Emel’in ağzı açık kalmış çok şaşırmıştı...

-“Gerçekten inanamıyorum resmen gözümün önündeymiş, göremedim. Ama bu ürün kavanozda satılıyorda şimdi pakete konulmuş o yüzden göremedim.” deyince,

Görevli “Reyonlarda ürünlerin içerik etiketleri var. Oraya bakarsanız bulabilirsiniz.” dedi.

Bu açıklamadan sonra Emel, elindeki bezelye paketine bakarak;

“Evet ya ben hep böyleyim. Niye böyleyim yaaaa?” diye söylenerek marketten çıktı. Bu davranışı aklına takılmıştı.

Yol boyunca bunu düşündü. Aklına geçen gün aldığı yanlış ilaç geldi. Doktorun verdiği ilaçları eczaneden almıştı. İlaç kutusunun üzerinde ilacın suda çözüldüğü yazıyor diye “Bu mide koruyucu.” herhâlde diyerek, ağrı kesici yerine başka bir ilaç almıştı. “Çok şükür ki erken fark ettim de kötü bir şey olmadı. Prospektüs diye bir şey var. Neden açıp içeriğine bakmıyorum bilmiyorum ki. Bundan sonra buna dikkat etmeye çalışacağım.” dedi.
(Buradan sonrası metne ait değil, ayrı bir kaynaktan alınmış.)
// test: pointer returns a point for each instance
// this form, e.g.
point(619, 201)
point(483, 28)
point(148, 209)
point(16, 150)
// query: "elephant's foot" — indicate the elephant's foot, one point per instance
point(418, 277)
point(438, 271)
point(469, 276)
Hayatta her şey, her şeyle ilişkili.

İnsan bu hayatta olaylara biçimsel baktığı kadar, içeriksel olarak ta bakabilmeli. Çünkü bazen biçimsel olarak baktığımız yerde asıl gerekli olan; o şeyin içeriği olabilir. Hatta hayati durum dahi arz edebilir. Olaylara içeriksel olarak bakabildiğimizde; fayda-zarar ayrıştırmasını daha iyi yapmaya başlıyoruz.
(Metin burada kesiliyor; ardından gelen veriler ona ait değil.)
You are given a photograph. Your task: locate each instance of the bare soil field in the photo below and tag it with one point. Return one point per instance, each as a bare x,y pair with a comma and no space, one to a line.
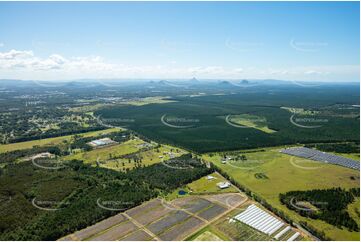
157,219
143,208
228,199
195,205
168,221
138,235
212,212
116,232
153,214
96,228
182,230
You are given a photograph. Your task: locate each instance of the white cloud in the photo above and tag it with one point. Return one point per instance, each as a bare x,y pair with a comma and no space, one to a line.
26,65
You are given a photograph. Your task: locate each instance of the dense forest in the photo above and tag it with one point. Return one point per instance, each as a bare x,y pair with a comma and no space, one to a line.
210,132
74,206
351,147
328,205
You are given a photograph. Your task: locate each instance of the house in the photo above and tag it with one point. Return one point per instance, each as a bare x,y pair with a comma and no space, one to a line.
209,177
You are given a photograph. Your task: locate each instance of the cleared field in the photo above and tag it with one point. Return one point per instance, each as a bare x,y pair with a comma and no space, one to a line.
50,141
149,100
206,186
157,218
212,212
207,236
116,232
289,174
181,231
250,121
138,235
193,204
139,210
168,221
148,157
228,200
152,214
103,154
96,228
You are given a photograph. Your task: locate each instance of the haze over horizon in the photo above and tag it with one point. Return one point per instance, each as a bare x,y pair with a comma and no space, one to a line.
305,41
İlişkilerde de problem yaşamamak için, biçimden çok içeriksel algılamak gerekiyor.

Mesela arkadaşımın selam vermeden önümden geçmesine “Beni görmezden geldi.” diyorum. Halbuki detaya baktığımda, acelesinden beni görmediğini anlıyorum.

Kuzenimi sosyal medyada aktif görüyorum. Konuşmak için arıyorum ama telefona cevap vermiyor. “Sosyal medyada geziyor ama benim telefonuma cevap vermiyor.” diyorum. Halbuki sosyal medyada gezerken uyuyakalmış olduğunu öğreniyorum.
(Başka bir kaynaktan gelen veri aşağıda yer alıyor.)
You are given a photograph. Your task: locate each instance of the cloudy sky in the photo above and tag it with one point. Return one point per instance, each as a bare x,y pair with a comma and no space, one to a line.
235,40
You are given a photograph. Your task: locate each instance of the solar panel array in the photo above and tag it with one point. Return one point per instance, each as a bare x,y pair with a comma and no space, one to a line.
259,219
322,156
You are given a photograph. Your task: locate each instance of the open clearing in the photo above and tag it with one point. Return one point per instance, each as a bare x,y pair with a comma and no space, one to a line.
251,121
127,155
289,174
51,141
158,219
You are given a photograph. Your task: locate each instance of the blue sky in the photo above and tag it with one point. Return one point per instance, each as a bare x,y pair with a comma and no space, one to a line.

Bir komşumu kahveye davet ediyorum. Hasta olduğunu gelemeyeceğini söylüyor. Dışarı çıktığımda arabayla geçerken cadde de görüyorum. “Ben çağırdım ‘hastayım’ dedi ama bak gezmeye çıkmış.” Diyorum. Ama doktora gittiğini öğreniyorum.

Ağabeyimle doktora gidiyorum. Doktor ağabeyime “Eşinizin montunu alır mısınız.” diyor.

Okula beslenme getirmeyen öğrenci için, “Çok ilgisiz bir annesi var.” diyorum. Annesinin hastanede yattığını öğreniyorum.

Biçimsel olarak baktığımız her olayda; içeriksel olarak bilgi elde etmek için soru sormalıyız.

Soru soran güçlüdür…

Arkadaşıma “Sen bu ara ne kadar kilo almışsın.”  diyorum. Arkadaşımın yaşamış olduğu psikolojik sorunları öğreniyorum.

Babet giyen iş arkadaşıma;  “Kış geldi artık babetle işe mi gelinir?” diyorum. Arkadaşımın bot almaya bütçesinin yetmediğini öğreniyorum.

Kirada oturan birilerinin yanında, “Valla çok zor işler bunlar. Kiracın mı var derdin var. Kiracılar baş belası.” diyorum.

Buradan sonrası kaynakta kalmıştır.